Why Voice Platforms Need to Make Foundational Changes to Allow Multi-User Skills

By Chris Butler on October 14, 2021 • ( 0 )

Credit: Photo by Brett Jordan on Unsplash

If you own a smart speaker and live with someone else like a partner, a child or housemates, you have probably experienced weirdness in how it operates. It might be calling you the wrong name, giving you the status of someone else’s package, or simply saying it doesn’t recognize you.

I’ve noticed these issues with my Spotify recommendations being skewed by my children’s use of our Google Home Hub in the kitchen. There are “made for you” playlists including music that I don’t really like but I know my children do.
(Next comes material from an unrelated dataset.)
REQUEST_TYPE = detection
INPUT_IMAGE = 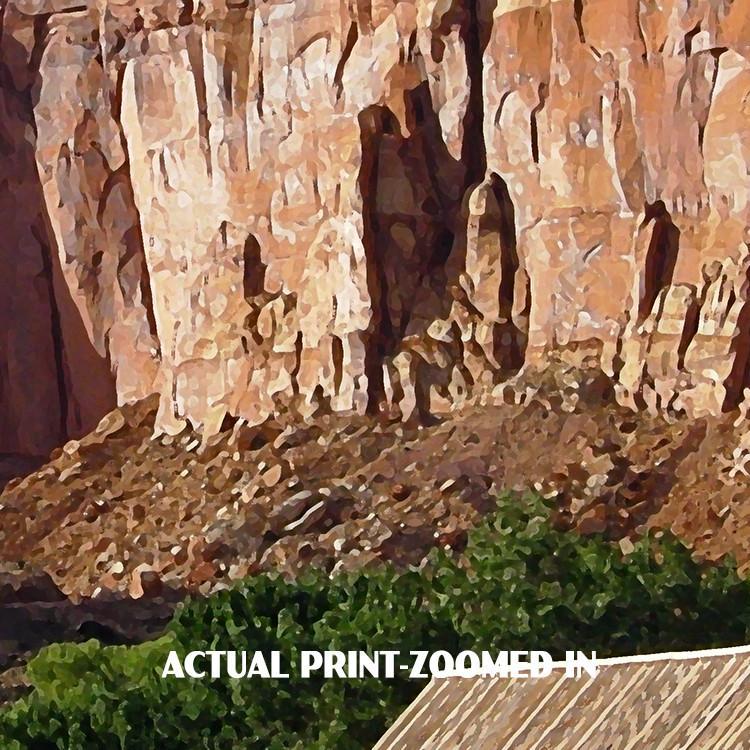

The reason that these devices have these problems is because they are not built with the full communal context in mind. Without considering everyone that does have access to the device it is like only allowing one person to get items out of a refrigerator for a household.

This isn’t the skill developers fault. It is because the major platforms by Amazon, Google, and others are not providing the right identity, privacy, security, experience, and ownership models to fit with the home (or office).

What is a skill developer building on top of these platforms to do?

Communal Computing
Connected communal devices have been around for a very long time. Ever since the landline phone in the kitchen we have dealt with the impact of bringing a network into our homes. At that time the phone number was associated with a house rather than a person. It was expected that anyone in that household could pick up the other end.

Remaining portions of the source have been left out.